Doesn't that mean we can't say "probably"?
Anyway,
you probably won't be surprised to hear that there's already a handful
of what I call lawyers "webfomercials" - lawyers' Internet
newsletters sometimes having all the content of a TV infomercial
- circulating in the Canadian practitioners' universe asserting
that Aristorenas "clarifies" factual causation
jurisprudence for Ontario (and by implication) Canadian lawyers.
Right.
All
that's left is to hope Hanke will make a difference. I'm
not holding my breath.
David
Cheifetz
-------------------------------------------------------
From: Wright, Richard
Sent: October 17, 2006 10:33 AM
Subject: ODG: RE: Causation in the Ont. CA
The
sentence you quote from paragraph 53 literally would seem to refer
to multiple actual causes, and there is a reference in paragraph
51 to situations "where a contributing factor is material in
that it falls outside of the de minimis range." But
all the cases discussed in paragraphs 51 to 53 involve situations
where only a possibility of causal contribution, rather than actual
causal contribution, could be proven. The sentence you quote begins
with "Thus," as an apparent attempt to summarize the situations
discussed in the prior paragraphs.
I
agree with the majority's "no evidence" argument, even
with respect to any increased risk caused by the delay in proper
treatment. But, apparently, even if there had been such evidence,
the majority would have refused to allow a finding of causation
based on "material contribution," even though Canadian
decisions have done so allowing full recovery in other cases while
refusing to recognize a "lost chance" action that would
only permit proportional recovery. I think the majority was correct
in refusing to find literal "material contribution," but
was stuck with trying to deal with the Canadian cases that allow
such findings when there has been no proof of actual contribution
but merely proof of increased risk or possible contribution. Hopefully,
the SC in the Hanke case will shed the "common sense"

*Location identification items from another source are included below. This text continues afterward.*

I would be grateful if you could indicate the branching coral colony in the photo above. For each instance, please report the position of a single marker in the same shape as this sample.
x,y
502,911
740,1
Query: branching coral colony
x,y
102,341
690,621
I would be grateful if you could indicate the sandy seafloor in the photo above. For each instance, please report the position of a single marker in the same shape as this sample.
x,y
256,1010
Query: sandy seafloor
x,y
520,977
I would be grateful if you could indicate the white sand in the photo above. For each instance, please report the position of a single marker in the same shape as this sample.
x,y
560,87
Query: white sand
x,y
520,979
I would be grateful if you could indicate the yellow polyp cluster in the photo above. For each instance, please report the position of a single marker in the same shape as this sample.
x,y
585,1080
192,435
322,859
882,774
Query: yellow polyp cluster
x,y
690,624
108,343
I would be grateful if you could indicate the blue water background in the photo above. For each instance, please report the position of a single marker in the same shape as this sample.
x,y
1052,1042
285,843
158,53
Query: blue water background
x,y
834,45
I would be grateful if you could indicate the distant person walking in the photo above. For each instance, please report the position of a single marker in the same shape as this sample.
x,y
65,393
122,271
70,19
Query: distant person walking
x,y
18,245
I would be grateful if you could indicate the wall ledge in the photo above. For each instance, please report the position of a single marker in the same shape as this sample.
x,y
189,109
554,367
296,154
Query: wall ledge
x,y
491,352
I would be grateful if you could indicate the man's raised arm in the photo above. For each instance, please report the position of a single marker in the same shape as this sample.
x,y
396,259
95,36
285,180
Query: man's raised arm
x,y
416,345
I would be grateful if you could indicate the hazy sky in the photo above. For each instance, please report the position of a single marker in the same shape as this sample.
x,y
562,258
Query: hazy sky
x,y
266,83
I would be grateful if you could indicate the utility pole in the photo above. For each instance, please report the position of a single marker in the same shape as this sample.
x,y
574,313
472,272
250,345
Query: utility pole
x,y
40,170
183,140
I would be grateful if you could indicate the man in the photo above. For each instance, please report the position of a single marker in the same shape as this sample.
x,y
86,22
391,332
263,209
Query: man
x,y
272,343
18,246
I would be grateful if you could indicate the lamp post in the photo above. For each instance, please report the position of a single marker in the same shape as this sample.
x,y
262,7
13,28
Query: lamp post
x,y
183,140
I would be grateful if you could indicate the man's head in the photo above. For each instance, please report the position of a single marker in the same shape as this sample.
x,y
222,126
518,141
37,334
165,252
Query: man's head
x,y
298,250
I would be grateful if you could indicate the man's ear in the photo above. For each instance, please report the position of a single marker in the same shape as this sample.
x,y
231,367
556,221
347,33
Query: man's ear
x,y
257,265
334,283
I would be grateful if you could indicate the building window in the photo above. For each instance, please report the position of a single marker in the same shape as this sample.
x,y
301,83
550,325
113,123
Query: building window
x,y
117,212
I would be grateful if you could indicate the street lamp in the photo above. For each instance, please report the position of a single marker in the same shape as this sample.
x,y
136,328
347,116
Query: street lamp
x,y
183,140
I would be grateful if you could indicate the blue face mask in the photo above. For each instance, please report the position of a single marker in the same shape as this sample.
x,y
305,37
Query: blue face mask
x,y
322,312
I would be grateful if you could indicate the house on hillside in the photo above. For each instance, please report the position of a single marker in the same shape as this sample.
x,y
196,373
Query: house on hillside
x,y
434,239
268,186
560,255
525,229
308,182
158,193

"robust and pragmatic" arm-wavings (as engaged in by the
dissent in Aristorenas) that permit findings of "material
contribution" when no actual contribution actually can be proven
and instead focus clearly on the second-best policy issue of what
should be done when it is impossible to prove or disprove actual
causal contribution but it is can be proven that the defendant was
a possible tortious cause of the injury that occurred. Then maybe
other Commonwealth courts will similarly clean up their confusing
cases and verbiage on "common sense" causation.